If you're Maria Grazia Chiuri, you seek the human craft behind the clothes. You transport your audience dotted singly all over the world from their two-dimensional laptop screens to the almost tangible golden poppy fields of Puglia, Italy in a united (and much-needed) 15 minutes of escapism. You fill an Italian set with carnival-esque lights, local dancers and a collection brimming with artisan technique and whimsical detail. You take the city-dwellers AFH (away from home) to a place where magic, soul and seriously good clothes reign. You give your audience a good dose of fashion catharsis.
In short, you do as Dior Cruise 2021 just did.
'Without an audience, but live streamed to the world, Maria Grazia Chiuri presented Dior’s Cruise 2021 show last night in Lecce – the beautiful Baroque capital of Puglia's Salento, the southernmost point of Italy,' says ELLE's Fashion Director Avril Mair.
'It was, undoubtedly, her strongest statement yet. This was more than just a fashion show for the designer, whose father was born in Puglia and who has a home here – it was an emotional return to her roots and an effort to support artisans in one of the country’s poorest regions. In fact, as the [Coronavirus] pandemic broke out in February, Chiuri was here commissioning local craftspeople to make the collection.'
Almost lost techniques such as Tombolo - a traditional and highly technical form of embroidery that creates an ultra delicate lace-like finish - took pride of place in a flurry of butterfly and bloom exoskeletons adorning Chiuri's signature tulle dresses.

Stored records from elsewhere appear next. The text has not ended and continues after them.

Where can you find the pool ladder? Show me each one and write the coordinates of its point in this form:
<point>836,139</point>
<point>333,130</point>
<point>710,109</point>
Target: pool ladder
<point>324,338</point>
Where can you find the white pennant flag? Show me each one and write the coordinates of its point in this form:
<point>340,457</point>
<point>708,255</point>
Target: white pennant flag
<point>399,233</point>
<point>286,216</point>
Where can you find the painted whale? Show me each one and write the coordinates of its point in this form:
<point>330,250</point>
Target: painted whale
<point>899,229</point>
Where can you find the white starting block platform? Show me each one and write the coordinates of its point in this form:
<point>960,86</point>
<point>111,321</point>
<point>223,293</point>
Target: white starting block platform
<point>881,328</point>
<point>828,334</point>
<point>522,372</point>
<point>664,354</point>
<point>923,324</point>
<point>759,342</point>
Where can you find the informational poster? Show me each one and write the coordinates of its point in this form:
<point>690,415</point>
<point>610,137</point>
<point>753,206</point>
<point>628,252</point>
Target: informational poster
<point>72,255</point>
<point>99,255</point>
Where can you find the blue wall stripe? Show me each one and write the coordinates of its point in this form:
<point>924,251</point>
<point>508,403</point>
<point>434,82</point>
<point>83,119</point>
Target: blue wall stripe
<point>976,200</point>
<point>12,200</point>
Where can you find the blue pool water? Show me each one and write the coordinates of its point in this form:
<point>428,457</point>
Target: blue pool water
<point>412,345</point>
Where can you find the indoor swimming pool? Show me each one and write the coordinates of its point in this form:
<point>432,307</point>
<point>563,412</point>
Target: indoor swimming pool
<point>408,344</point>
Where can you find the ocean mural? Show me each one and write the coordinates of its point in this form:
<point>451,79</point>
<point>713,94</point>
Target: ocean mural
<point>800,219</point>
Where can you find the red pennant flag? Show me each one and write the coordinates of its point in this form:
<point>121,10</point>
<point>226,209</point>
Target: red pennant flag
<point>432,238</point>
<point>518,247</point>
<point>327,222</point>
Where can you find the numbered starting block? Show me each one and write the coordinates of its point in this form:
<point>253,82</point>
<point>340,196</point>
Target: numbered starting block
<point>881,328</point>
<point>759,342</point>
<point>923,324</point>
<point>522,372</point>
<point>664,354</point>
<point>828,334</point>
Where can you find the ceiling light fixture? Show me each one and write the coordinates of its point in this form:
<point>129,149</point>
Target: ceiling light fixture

'It was very important to me to emphasise how much craftsmanship there is in Puglia and reinvest in it,' Chiuri explained. 'So many people depend on our work.'
Presented in the Piazza del Duomo and lit by luminarie – traditional Pugliese coloured light shows used at local festivals – models were surrounded by a troupe of tarantella dancers, an evocative folk tradition which speaks of strength and magic. This ancient mysticism runs throughout the region and somehow infused the show with a primal power.
'The clothes themselves were beautiful, with a folkloric quality – handmade lace dresses, embroidered pinafores and linen headscarves that felt honest and homespun, imbued with an almost rustic sensibility but created with great skill and love,' says Mair.
'They showed a side to Chiuri that was passionate and inspired, in a collection that was her most personal to date.'
Hand-sewn wheat motifs marked a move towards more rural iconography, and marked a second appearance for the grain in recent fashion history following Jacquemus' SS21 collection that stormed a snaking runway submerged in vast fields.
Elsewhere, scarlet poppies replaced the French roses that have become a Dior token, while the universally-loved monogrammed tote bag was re-invented in floral print and overflowing with ears of corn.